Così lo descrive guardandolo dall’oblò della capsula, attraverso una
prospettiva vera poiché il suo sguardo non solo era canalizzato da un
unico punto di osservazione, ma soprattutto perché era come attirato
dall’essenza luminosa di Gaia, focalizzato verso il suo invisibile
centro simbolico. Nella visione di Gagarin Gaia riprende la sua podestas
sullo sguardo degli uomini, il mondo delle Potenze che generarono
Polifemo rinasce per un istante nella visione del cosmonauta.

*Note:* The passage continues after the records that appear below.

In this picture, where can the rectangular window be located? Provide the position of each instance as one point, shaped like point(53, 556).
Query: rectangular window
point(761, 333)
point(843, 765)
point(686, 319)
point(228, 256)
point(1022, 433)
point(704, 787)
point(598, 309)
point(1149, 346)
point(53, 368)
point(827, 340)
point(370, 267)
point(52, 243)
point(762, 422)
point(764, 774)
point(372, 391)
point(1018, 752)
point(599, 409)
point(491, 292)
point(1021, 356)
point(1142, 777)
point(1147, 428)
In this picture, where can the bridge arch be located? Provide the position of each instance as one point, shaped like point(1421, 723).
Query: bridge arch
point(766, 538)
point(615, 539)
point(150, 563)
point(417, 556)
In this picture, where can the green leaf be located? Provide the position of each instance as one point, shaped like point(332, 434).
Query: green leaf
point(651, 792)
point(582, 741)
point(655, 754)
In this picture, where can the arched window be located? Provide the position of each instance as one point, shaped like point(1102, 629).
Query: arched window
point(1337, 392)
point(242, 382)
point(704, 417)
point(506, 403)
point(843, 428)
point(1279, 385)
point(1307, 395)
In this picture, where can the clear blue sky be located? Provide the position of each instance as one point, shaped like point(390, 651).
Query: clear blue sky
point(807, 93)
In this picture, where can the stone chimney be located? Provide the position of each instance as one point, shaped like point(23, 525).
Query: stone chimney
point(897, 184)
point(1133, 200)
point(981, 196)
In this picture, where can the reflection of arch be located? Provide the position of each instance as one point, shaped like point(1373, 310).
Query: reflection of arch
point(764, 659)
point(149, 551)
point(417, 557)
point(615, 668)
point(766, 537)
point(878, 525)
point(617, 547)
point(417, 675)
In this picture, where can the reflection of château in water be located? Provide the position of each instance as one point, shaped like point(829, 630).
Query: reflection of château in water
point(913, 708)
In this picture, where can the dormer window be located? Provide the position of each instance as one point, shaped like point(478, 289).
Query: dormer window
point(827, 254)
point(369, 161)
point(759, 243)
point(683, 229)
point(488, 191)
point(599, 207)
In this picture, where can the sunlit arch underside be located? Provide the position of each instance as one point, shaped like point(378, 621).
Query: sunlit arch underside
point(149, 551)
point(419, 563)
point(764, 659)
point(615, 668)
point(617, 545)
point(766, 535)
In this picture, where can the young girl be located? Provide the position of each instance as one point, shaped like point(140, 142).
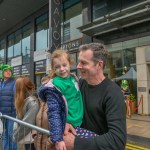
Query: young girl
point(26, 107)
point(63, 98)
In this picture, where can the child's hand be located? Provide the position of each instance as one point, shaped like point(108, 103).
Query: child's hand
point(60, 145)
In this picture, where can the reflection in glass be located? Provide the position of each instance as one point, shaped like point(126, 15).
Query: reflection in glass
point(17, 43)
point(42, 32)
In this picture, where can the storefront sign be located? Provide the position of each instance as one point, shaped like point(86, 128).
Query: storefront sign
point(17, 71)
point(40, 67)
point(72, 45)
point(16, 61)
point(25, 69)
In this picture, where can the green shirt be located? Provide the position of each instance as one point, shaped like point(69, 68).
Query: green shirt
point(69, 88)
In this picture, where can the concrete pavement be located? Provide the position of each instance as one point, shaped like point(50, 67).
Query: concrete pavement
point(138, 130)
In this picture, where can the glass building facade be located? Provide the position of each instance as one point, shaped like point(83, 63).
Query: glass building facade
point(113, 23)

Esattamente il contrario di Ulisse.
La forza di queste suggestioni
mitologiche è tanto forte che nei voli spaziali, più che in qualunque
altra attività umana, ritroviamo i nomi delle antiche divinità: dai
vettori come Atlas-Agena ai programmi come Mercurio e Apollo. Ma, anche
qui, preponderanti sono le divinità olimpiche, quelle che abbiamo messo
al posto di Gaia. La visione di Gagarin, cosmonauta e non astronauta,
non conquistatore degli astri dunque ma vagabondo delle stelle, ha
brillato forse per una sola orbita, ma grande quanto quella vastità
cosmica che un tempo abbracciava l’occhio di Polifemo.